Both accounts, reproduced verbatim, showed a range of emotions from surprise through wonder to fear. If the visual is anything like the one reproduced from here it must have been a breathtaking sight.  

A few days after I saw it pre-dawn, my six year old daughter joined the multi-generational bandwagon, seeing the comet, also her first ever. This time it was in the evening an hour after twilight from our backyard in the west. Some further nudges led to other family and friends to look for it. Some reported seeing it from Austin and Dallas, London and Kolkata. From 6 to 70 year old - suddenly many in my circle were curious, asking for information, researching and even driving out of city lights to catch a glimpse. It turned out to be a pleasant pastime, a little celebration of curiosity at a dismal time when the world was in the grip of a global pandemic.

8820 - Wiser

The next time Neowise would visit the earth would be 6800 years later, somewhere around 8820 CE. 

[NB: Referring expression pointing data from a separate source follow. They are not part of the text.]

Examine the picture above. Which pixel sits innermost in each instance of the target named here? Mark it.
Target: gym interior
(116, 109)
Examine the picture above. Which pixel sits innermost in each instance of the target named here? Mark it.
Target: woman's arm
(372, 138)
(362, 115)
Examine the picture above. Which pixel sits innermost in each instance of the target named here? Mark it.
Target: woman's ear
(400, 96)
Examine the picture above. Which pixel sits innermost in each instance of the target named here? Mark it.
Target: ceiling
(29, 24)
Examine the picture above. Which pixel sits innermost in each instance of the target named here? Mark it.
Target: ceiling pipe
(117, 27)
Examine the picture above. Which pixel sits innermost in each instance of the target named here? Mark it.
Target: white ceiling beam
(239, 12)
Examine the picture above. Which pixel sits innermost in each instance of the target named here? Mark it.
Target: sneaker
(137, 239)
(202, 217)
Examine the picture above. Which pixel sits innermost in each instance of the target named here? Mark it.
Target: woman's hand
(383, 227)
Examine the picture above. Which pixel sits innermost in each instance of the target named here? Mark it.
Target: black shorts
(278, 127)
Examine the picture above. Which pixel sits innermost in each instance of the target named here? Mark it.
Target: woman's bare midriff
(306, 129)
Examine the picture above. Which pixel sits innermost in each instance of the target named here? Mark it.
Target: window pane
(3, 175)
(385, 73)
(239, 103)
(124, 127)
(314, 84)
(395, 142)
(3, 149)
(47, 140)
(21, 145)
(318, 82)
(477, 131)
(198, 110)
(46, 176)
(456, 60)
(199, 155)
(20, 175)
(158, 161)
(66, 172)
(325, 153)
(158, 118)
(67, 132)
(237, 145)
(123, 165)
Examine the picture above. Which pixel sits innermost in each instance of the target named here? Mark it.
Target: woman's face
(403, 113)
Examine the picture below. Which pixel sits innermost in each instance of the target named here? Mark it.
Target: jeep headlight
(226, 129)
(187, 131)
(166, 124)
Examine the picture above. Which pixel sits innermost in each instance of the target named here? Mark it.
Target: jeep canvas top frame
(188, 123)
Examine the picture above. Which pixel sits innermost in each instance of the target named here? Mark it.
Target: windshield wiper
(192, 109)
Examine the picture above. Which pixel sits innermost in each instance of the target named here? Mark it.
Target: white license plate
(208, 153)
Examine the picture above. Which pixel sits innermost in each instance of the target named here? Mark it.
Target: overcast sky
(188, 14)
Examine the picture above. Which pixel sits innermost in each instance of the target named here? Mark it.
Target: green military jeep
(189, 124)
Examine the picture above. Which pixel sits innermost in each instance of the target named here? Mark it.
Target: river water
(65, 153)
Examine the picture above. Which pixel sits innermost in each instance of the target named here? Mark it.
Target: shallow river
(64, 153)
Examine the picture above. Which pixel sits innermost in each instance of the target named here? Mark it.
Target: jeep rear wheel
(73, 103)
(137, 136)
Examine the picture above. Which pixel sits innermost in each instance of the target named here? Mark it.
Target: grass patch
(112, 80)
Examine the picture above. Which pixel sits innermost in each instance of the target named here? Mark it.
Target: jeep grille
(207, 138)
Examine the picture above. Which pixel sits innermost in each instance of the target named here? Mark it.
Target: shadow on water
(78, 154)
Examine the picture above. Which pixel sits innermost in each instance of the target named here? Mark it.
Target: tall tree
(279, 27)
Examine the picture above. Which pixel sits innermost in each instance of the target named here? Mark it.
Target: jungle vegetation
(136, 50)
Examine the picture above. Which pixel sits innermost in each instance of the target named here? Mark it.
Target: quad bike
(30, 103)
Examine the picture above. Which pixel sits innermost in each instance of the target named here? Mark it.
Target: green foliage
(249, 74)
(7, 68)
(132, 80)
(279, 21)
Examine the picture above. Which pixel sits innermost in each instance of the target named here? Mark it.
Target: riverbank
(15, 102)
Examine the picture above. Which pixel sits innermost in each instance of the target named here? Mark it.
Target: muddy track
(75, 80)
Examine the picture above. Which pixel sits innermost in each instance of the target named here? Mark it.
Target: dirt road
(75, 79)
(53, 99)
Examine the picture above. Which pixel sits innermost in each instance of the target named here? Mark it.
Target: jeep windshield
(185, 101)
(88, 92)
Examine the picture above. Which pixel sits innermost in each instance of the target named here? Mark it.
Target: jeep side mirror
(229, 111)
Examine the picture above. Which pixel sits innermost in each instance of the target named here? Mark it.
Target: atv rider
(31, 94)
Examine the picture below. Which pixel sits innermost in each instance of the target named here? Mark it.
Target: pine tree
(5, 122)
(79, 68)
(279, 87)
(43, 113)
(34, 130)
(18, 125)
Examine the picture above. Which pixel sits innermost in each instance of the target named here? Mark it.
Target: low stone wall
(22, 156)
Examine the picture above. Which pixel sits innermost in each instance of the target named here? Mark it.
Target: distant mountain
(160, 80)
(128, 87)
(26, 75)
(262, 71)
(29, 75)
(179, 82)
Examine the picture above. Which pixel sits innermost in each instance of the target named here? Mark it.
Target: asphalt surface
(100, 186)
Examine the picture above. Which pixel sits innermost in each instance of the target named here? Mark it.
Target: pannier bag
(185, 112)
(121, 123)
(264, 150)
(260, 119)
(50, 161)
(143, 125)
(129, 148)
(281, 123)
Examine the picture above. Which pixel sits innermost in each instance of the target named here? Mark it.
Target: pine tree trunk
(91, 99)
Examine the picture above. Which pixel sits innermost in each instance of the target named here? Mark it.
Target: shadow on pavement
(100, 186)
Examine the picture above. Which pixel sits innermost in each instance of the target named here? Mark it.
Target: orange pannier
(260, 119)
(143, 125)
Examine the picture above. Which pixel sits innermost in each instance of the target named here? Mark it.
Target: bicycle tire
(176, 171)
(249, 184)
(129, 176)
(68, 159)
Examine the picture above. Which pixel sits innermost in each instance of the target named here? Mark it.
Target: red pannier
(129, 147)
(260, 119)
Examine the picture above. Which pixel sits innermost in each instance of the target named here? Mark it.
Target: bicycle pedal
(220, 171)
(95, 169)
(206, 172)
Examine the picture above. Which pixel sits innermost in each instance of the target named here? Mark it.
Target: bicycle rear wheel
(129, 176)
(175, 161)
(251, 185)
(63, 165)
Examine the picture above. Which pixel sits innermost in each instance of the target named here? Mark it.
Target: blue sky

Astute astronomers, relentless amateurs or part machines, I wonder who, (or what) would welcome Neowise on its next trip around the sun. While they will certainly be wiser than we will ever be, I hope that they will for a moment, imagine their predecessors, thousands of years ago, looking at the same comet, their minds brimming with the same curious amazement shared across millennia.